The modern building which approaches nearest in extent to this is probably our Parliament Houses. These are about 830 ft. in length, with an average breadth of about 300, and, with Westminster Hall, cover as nearly as may be the same area as the central block of these baths. But there the comparison stops; there is no building of modern times on anything like the same scale arranged wholly for architectural effect as this one is, irrespective of any utilitarian purpose. On the other hand, the whole of the walls being covered with stucco, and almost all the architecture being expressed in that material, must have detracted considerably from the monumental grandeur of the effect. Judging, however, from what remains of the stucco ornament of the roof of the Maxentian basilica (Woodcut No. [202]), it is wonderful to observe what effects may be obtained with even this material in the hands of a people who understand its employment. While stone and marble have perished, the stucco of these vaults still remains, and is as impressive as any other relic of ancient Rome.
In the centre was a great hall (B), almost identical in dimensions with the central aisle of the basilica of Maxentius already described, being 82 ft. wide by 170 in length, and roofed in the same manner by an intersecting vault in three compartments, springing from eight great pillars. This opened into a smaller apartment at each end, of rectangular form, and then again into two other semicircular halls forming a splendid suite 460 ft. in length. This central room is generally considered as the tepidarium, or warmed apartment, having four warm baths opening out of it. On the north-east side was the frigidarium, or cold water bath, a hall[[185]] of nearly the same dimensions as the central Hall. Between this and the circular hall (D) was the sudatorium or sweating-bath, with a hypocaust underneath, and flue-tiles lining its walls. The laconicum or caldarium (D) is an immense circular hall, 116 ft. in diameter, also heated by a hypocaust underneath, and by flue tiles in the walls. This rotunda is said to be of later date than Caracalla. There are four other rooms on this side, which seem also to have been cold baths. None of these points have, however, yet been satisfactorily settled, nor the uses of the smaller subordinate rooms; every restorer giving them names according to his own ideas. For our purpose it suffices to know that no groups of state apartments in such dimensions, and wholly devoted to purposes of display and recreation, were ever before or since grouped together under one roof.
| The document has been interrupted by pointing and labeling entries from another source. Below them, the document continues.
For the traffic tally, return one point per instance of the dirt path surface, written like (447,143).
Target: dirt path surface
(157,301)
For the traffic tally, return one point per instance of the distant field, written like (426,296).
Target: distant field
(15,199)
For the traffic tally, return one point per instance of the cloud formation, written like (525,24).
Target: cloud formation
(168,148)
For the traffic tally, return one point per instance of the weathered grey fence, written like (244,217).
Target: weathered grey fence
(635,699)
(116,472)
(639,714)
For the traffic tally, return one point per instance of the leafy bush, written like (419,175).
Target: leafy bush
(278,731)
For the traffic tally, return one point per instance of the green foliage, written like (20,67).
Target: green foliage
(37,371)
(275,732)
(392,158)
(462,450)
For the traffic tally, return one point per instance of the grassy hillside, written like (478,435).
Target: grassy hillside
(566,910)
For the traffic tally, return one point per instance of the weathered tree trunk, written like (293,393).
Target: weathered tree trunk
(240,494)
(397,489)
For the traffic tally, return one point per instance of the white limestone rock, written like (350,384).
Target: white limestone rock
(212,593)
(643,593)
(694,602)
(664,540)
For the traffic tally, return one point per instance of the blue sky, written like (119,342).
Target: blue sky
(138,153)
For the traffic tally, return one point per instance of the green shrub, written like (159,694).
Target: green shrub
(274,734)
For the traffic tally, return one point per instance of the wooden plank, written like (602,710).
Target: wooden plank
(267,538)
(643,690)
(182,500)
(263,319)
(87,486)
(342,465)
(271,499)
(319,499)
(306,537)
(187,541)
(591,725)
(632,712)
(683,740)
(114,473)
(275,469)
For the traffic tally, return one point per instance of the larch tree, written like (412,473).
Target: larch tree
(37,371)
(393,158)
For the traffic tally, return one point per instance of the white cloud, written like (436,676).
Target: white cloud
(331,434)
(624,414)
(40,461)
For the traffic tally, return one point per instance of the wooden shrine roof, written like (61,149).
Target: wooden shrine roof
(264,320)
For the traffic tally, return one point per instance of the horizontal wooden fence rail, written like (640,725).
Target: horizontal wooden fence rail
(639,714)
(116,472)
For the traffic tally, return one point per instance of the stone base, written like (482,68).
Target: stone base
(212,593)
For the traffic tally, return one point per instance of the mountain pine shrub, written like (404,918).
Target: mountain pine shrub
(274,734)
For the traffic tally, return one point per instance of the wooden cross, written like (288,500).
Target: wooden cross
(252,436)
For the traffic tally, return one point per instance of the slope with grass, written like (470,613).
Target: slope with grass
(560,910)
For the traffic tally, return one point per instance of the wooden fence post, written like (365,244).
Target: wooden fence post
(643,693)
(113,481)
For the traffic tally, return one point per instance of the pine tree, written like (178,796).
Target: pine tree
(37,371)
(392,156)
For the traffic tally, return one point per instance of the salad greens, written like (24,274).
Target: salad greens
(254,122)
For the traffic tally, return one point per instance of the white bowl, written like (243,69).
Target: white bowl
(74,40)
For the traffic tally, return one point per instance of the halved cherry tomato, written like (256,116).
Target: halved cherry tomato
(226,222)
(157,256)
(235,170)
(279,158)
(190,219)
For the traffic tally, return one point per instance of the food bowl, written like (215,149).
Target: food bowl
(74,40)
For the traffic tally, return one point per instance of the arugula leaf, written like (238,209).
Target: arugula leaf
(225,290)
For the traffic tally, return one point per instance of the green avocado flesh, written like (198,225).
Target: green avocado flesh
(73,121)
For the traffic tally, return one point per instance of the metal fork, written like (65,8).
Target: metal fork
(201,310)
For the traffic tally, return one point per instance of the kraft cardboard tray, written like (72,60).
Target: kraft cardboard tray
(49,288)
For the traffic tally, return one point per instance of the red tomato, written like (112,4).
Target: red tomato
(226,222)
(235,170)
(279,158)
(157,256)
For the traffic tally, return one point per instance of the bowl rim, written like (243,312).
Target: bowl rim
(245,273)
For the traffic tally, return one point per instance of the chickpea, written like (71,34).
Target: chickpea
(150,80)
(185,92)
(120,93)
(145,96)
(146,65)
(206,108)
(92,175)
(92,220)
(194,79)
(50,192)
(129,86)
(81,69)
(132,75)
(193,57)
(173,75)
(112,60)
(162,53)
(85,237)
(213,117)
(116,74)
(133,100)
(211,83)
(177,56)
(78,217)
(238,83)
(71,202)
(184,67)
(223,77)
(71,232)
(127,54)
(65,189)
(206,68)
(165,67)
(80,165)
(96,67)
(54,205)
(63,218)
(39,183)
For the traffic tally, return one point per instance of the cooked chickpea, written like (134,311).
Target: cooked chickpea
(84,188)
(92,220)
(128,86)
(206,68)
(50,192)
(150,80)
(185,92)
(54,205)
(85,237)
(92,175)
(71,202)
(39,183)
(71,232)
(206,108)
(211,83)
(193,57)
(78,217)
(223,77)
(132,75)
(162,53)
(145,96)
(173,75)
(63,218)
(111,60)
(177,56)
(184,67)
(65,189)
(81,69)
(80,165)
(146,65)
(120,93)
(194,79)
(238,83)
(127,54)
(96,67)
The taste of many of the decorations would no doubt be faulty, and the architecture shows those incongruities inseparable from its state of transition; but such a collection of stately halls must have made up a whole of greater splendour than we can easily realise from their bare and weather-beaten ruins, or from anything else to which we can compare them. Even allowing for their being almost wholly built of brick, and for their being disfigured by the bad taste inseparable from everything Roman, there is nothing in the world which for size and grandeur can compare with these imperial places of recreation.[[186]]
CHAPTER V.
TRIUMPHAL ARCHES, TOMBS, AND OTHER BUILDINGS.
CONTENTS.
Arches at Rome; in France—Arch at Trèves—Columns of Victory—Tombs—Minerva Medica—Provincial tombs—Eastern tombs—Domestic architecture—Spalato—Pompeii—Bridges—Aqueducts.
Triumphal Arches were among the most peculiar of the various forms of art which the Romans borrowed from those around them, and used with that strange mixture of splendour and bad taste which characterises all their works.